Jeff: Ha! What did you think he looked like, Jeffrey Osborne? Peabo Bryson? Luther?

Jason: He looks like he just farted, but nobody knows it yet.

Jeff: Absolutely.

Jason: Pretty soon, girl.

Jeff: Ha ha ha!

Jason: You’re getting a special Christmas present from Keith Sweat. (‘Cause in my mind, Keith Sweat always refers to himself in the third person.)

Jeff: I think he released this independently last year, as A Keith Sweat Christmas. So yeah, I bet he does.

Jason: Forget the mistletoe and wine, girl.

Jeff: Forget about Rudolph, girl. Keith Sweat has a new red-nosed reindeer waiting to meet you.

Jason: Ha! I bet he gives gifts and is like, “Happy Keith Sweatmas.”

Jeff: Ha ha ha!

Jason: Ha! We wish you a Keith Sweatmas!

Jeff: There’s a song on this record called “Under the Tree.”

Jason: Have you heard it?

Jeff: I don’t know. I kind of scanned through a few of the songs, until I realized there was no point.

Jason: I’m betting it sounds EXACTLY like this one.

Jeff: Yeah, I think the whole thing sounds like this.

Jason: Well, let’s not do like we did with Cross and listen to any others, okay? Unless you feel like you still have some macking left in you.

Jeff: Please. No. Let us be done with this.

Jason: You sure?

Jeff: One hundred percent.

Jason: Fair enough! Happy Keith Sweatmas to all! And to all a Keith Sweat!

Jeff: Joy to Keith Sweat! Keith Sweat has come! (All over your back!)

Jason: Ha ha ha ha ha!

Jeff: Why you cryin’, girl?

Jason: Deck the halls with balls of Keith Sweat! Fa la la la la, la la Keith Sweat!

Jeff: Do you Keith what I Sweat?

Jason: On the first day of Keith Sweatmas, my Keith Sweat gave to me…Keith Sweat. Every line would end with “Keith Sweat.”

Jeff: Send him an e-mail. Suggest that. “The Twelve Days of Keith Sweat.” I’ll be Keith for Sweatmas!

Jason: Ha ha ha ha! Suddenly, it’s perverted role playing. “I’ll Be Keith For Sweatmas” has got me cracking up.

Jeff: I’m still cracking up over Keith Sweat coming on her back. Supaman that ho!

Jason: Our readers, meanwhile, have left the building.

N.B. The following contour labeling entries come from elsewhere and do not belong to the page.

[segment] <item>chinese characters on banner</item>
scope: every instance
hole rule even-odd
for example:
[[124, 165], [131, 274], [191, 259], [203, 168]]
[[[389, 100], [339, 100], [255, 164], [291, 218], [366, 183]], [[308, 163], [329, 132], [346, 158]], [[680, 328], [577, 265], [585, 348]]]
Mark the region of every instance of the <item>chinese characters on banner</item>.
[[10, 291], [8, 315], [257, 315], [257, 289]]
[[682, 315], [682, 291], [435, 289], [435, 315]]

Possibly through an eighth-story window. Oh well, it was worth it.

Read Jeff’s phenomenal review of this CD at Bullz-Eye.

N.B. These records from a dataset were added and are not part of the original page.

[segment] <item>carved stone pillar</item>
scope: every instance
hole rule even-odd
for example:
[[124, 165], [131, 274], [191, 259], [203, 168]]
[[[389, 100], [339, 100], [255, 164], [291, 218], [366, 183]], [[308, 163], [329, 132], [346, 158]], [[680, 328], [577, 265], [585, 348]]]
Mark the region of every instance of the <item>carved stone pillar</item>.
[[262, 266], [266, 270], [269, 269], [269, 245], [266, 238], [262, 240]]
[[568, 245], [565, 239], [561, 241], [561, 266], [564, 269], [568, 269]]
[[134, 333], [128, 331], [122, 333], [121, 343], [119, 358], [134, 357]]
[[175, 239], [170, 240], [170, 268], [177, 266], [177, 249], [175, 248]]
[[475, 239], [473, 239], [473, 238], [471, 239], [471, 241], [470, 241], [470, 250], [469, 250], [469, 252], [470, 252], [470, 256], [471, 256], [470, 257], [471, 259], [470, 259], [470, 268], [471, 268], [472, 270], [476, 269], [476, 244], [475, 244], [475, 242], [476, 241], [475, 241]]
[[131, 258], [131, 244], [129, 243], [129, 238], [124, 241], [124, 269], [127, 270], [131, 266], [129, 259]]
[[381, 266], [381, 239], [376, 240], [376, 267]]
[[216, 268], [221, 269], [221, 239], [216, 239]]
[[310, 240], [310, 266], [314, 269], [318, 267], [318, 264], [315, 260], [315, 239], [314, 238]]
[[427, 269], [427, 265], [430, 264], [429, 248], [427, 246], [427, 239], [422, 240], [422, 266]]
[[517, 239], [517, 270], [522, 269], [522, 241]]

17 Responses to “The Twenty-Second Day Of Mellowmas: A Very Keith Sweatmas”

  1. Dw. Dunphy Says:

    Come on, baby – can’t you feel the Christmas joy
    Now put some lovin’ on your boy
    Deck the halls, hang the balls, make some…

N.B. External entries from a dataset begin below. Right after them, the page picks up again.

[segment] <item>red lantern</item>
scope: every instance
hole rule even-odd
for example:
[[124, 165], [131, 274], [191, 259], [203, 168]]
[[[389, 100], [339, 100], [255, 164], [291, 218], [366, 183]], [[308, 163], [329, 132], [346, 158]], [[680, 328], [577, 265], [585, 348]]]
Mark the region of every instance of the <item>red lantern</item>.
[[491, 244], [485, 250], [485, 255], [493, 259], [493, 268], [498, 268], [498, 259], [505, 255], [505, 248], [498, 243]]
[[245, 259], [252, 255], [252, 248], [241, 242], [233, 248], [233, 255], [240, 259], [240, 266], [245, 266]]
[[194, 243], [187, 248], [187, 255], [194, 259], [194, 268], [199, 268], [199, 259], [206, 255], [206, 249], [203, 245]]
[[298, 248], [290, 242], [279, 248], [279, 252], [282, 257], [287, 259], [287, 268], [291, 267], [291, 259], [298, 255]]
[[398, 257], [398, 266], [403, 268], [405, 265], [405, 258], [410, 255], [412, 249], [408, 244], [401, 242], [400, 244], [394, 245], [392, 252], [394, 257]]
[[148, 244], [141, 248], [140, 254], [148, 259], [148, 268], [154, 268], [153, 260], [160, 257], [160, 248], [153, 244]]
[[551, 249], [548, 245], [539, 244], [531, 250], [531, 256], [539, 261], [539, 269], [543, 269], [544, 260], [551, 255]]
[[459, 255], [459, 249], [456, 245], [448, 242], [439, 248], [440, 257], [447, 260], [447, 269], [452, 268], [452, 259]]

    Christmas tea, with a hot steamin’ teabag
    Christmas tea, for you and me
    You ain’t no auntie so take off those panties and
    Let me give you Christmas Tea

  2. Old Davy Says:

    It’s a nice sentiment and all, but I would NEVER want to be anyone’s Santa Claus because, as we all know, Santa only comes ONCE a year.

  3. EightE1 Says:

    Why do I keep expecting to hear Justin Timberlake and Andy Samberg chime in with “Dick in a Box?” Maybe Justin, Andy, and Keith can do one of those mash-up remixes …

    Rob
    EightE1

  4. Beau Says:

    I think Old Davy nailed it, so to speak.

  5. Dave Lifton Says:

    Apparently Keith Sweat got an AutoTune for Sweatmas.

  6. Neel Mehta Says:

    I’m still laughing. This is your best installment yet.

  7. Eric Lund Says:

    Keith is just a Smoove B wannabe. The real Smoove B would have more taste than this.

  8. Dw. Dunphy Says:

    The word describing Sweat’s facial expression finally dawned on me.

    S M A R M Y.

  9. Richard Brandt Says:

    I did not live before I found this site.

  10. Robert Says:

    This album came out in ’07, right? The melody reminds me a bit of OutKast’s “Happy Valentine’s Day,” from “The Love Below.”

  11. Ray Says:

    Jason: He looks like he just farted, but nobody knows it yet

    Hmmmmm maybe it’s a Silent But Deadly! Speaking of which, if you’re REALLY into train-wreck TV, be sure to check out “Crowned… The Mother of All Pageants”. This is a turkey of epic proportions, with mother/daughter teams living in a gaudy reality-tv house and competing against each other in a beauty pageant, with one pair eliminated each week and being “de-sashed” (getting their sashes cut off with “The Giant Scissors that hooked up with the Bedazzler”!). Seriously, the first challenge had the contestants giving themselves a name and making a good first impression on the judges (including QE’s Carson Kressley), and believe it or not, one pair actually named themselves “Silent But Deadly” apparently unaware of what that phrase REALLY meant!

  12. Robert Says:

    I’m listening to “A Christmas of Love” right now. I thought it’d be downhill right after “Be Your Santa Claus,” but it’s still going somewhat strong at track 3!

    Oops, spoke too soon — track 4, the Sweaty version of Mel Torme’s “The Christmas Song,” isn’t very good.